La verónicaAdolfo Ariza

De almas y cuerpos

Actualizada 04:30

Este verano he leído una novela titulada Almas y cuerpos (Madrid 2020) del escritor David Lodge (Londres, 1935) El nutrido y curioso grupo de protagonistas de la novela – ya se entiende que basada en hechos reales - queda constituido bajo el común denominador de un elenco de personas que creen haber descubierto que «el infierno, el infierno de su infancia, había desaparecido para siempre».

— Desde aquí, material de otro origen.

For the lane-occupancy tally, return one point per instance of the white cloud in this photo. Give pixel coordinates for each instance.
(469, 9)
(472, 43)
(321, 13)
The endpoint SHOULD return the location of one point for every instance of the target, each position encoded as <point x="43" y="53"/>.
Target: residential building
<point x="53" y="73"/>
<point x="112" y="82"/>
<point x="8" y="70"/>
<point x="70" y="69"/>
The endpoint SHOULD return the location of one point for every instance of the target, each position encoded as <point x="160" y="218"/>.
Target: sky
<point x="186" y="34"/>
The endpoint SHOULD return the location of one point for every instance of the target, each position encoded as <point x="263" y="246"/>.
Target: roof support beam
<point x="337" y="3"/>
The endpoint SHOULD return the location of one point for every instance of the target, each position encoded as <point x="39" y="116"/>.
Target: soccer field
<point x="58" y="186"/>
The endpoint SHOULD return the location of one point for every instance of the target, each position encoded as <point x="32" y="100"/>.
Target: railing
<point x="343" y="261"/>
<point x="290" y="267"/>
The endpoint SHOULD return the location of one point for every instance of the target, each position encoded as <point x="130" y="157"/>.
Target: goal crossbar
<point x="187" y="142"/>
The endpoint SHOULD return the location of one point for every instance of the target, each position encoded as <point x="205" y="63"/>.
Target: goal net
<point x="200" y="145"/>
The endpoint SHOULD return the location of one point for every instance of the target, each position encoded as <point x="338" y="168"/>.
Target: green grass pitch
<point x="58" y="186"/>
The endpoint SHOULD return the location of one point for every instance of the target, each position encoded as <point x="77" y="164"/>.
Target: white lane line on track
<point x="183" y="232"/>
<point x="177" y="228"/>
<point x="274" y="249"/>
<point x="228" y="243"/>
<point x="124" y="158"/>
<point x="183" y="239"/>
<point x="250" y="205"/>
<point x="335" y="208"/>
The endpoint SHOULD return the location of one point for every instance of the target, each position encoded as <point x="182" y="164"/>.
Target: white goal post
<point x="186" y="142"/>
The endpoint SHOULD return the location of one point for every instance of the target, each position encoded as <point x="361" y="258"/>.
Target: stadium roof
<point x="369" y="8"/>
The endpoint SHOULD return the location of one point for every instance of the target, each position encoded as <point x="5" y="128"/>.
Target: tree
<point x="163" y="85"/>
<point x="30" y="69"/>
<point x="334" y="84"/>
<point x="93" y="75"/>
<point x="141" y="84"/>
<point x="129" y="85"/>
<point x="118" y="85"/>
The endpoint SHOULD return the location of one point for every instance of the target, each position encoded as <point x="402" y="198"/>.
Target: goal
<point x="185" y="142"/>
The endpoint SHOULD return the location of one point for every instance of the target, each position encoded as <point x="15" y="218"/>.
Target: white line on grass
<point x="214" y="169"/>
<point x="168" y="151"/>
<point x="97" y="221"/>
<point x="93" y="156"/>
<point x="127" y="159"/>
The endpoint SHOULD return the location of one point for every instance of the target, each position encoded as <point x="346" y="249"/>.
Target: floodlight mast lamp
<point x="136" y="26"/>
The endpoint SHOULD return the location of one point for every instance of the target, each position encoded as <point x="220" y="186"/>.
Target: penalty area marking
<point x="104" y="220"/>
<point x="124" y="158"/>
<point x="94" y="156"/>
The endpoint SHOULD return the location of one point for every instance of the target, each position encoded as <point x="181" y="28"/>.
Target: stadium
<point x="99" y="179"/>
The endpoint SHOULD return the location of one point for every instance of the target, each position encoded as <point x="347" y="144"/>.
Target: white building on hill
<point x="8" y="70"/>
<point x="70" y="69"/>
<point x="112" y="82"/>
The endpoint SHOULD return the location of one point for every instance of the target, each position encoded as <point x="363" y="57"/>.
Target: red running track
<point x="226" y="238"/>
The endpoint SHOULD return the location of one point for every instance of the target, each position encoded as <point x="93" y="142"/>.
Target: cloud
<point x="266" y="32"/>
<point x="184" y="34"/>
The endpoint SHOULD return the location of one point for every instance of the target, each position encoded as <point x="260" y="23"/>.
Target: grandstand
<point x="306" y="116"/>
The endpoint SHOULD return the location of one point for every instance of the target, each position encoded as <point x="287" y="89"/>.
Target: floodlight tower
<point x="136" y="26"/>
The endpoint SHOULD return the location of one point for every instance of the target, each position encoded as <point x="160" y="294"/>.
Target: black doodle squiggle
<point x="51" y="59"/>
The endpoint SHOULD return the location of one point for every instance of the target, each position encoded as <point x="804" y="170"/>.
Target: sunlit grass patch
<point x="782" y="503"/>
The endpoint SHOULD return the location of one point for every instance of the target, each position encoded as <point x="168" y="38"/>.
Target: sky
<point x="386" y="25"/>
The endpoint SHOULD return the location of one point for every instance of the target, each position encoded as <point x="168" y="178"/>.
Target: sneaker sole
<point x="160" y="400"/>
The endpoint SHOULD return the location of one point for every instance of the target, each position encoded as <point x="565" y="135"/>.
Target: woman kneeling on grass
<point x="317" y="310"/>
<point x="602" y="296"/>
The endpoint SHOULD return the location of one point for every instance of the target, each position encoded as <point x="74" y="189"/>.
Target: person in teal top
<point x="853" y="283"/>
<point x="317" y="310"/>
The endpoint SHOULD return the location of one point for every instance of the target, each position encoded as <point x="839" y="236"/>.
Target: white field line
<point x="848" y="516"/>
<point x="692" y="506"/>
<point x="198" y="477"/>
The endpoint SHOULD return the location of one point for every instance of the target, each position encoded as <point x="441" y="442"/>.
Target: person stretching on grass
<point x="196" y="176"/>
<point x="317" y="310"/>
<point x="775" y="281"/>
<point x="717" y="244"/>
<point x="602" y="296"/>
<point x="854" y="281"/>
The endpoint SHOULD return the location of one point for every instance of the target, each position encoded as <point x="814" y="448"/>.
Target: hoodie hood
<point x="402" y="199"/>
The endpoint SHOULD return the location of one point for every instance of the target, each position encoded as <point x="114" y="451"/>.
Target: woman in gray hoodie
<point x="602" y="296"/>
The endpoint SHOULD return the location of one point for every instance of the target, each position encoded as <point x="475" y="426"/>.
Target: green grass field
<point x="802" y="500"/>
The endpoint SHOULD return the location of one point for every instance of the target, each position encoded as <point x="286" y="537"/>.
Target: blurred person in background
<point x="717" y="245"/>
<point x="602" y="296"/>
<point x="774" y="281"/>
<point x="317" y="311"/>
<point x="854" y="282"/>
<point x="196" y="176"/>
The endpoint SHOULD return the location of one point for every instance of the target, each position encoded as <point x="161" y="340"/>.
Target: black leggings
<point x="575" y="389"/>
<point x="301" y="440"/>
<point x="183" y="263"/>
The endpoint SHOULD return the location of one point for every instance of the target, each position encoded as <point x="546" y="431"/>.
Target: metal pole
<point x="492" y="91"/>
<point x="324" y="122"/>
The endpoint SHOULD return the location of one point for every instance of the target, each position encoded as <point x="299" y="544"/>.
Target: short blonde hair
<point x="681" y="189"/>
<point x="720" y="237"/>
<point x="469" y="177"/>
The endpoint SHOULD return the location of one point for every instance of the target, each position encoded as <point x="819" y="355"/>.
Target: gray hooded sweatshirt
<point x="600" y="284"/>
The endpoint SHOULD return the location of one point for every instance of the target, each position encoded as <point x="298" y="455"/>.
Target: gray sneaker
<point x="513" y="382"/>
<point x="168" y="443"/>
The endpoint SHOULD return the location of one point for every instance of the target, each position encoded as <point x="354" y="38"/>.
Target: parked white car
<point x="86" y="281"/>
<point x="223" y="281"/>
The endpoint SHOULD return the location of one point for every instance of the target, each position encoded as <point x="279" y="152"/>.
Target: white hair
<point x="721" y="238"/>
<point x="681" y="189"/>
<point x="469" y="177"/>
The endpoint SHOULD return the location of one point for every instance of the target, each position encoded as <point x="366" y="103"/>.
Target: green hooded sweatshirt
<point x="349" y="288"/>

El asunto narrado llegó a tener tal calado que es definido por la novela misma como «la primera prueba importante de la unidad de la Iglesia católica tras el Concilio Vaticano II, la primera comparación del poder y la influencia de los conservadores y los progresistas, de los legos y el clero, de los sacerdotes y los obispos, de las iglesias nacionales y la Santa Sede» y, precisamente, no en un «debate sobre la naturaleza de Cristo y el significado de sus enseñanzas a la luz del conocimiento moderno» sino en la recepción de la enseñanza del Papa Pablo VI, en la encíclica Humanae vitae, con respecto a la contracepción, por la vía del preservativo, en el marco del matrimonio canónico. Los hechos narrados por la novela tienen de fondo la cuestión de la presumible «compatibilidad de eros y ágape» y la resolución a preguntas tipo: «qué era el amor, qué era el amor conyugal y por qué Dios lo había hecho tan bonito».

Las mentes de los protagonistas de la novela eran un «hervidero de ideas», «llenas de vida pero carentes de dirección». En estas mentes estaba «Freud, que decía que tenemos que asumir nuestros deseos reprimidos, y estaba Jung, que decía que tenemos que reconocer los arquetipos que rigen nuestras pautas de conducta, y estaba Marx, que decía que tenemos que unirnos a la lucha de clases […]. Estaba Sartre, que decía que el hombre era absurdo aunque fuera libre, y estaba Skinner, que decía que el hombre era un puñado de reflejos condicionados, y estaba Chomsky, que decía que era un organismo generador de oraciones». Y, evidentemente, también tenía cabida la pregunta con respecto a Dios: «Kant decía que era la presuposición esencial de los actos morales, el obispo Robinson decía que era el fundamento del ser y Teilhard de Chardin decía que era el puto omega. Wittgenstein decía que, de lo que no podemos hablar, es mejor callar».

En los protagonistas se daba un «creer en Él con la cabeza» y un creer «en hacer buenas obras con el corazón» pero – y aquí viene el drama – «estas dos cosas nunca se han juntado»: -«Nunca he creído en Él con el corazón». En el nudo del relato surge la duda, en aquellos protagonistas que habían sido «los primeros defensores de la revolución sexual», sobre «si las cosas no habían ido demasiado lejos».

De una forma original donde las haya concluye la novela advirtiendo con respecto a este ya no tan joven grupo de católicos ingleses que «no solo debemos creer, sino que también debemos ser conscientes de que creemos: vivir nuestra fe y al mismo tiempo verla desde fuera». Es cierto que este grupo ha experimentado de primera mano que «han cambiado muchas cosas». «Pero tal vez el cambio más importante es uno del que la mayoría de los católicos apenas son conscientes: el desvanecimiento gradual de la metafísica católica tradicional, esa síntesis maravillosamente compleja e ingeniosa de teología y cosmología y sofismas, que situaba a las almas individuales sobre el tablero de una especie de juego de la oca espiritual, motivándolos con dosis equivalentes de esperanza y miedo y prometiéndoles que, si perseveraban, conseguirían una recompensa eterna». El resultado que barruntan es que la «fe» será «reemplazada por algo menos vivido pero más tolerante». Un drama más acuciante si cabe cuando se percibe y se reza, como uno de sus protagonistas, de tal modo: -«Junto a las aguas de Disneylandia me senté y lloré. Encontré lo que andaba buscando». Chesterton, en Ortodoxia, tiene el dato más que claro: «La vida (de acuerdo con la fe) se parece mucho a una novela por entregas: la vida concluye con la promesa (o la amenaza) de ‘continuara en el próximo número’. Además, la vida imita con noble vulgaridad a las novelas por entregas y se interrumpe en el momento más emocionante. Pues no hay duda de que eso es la muerte».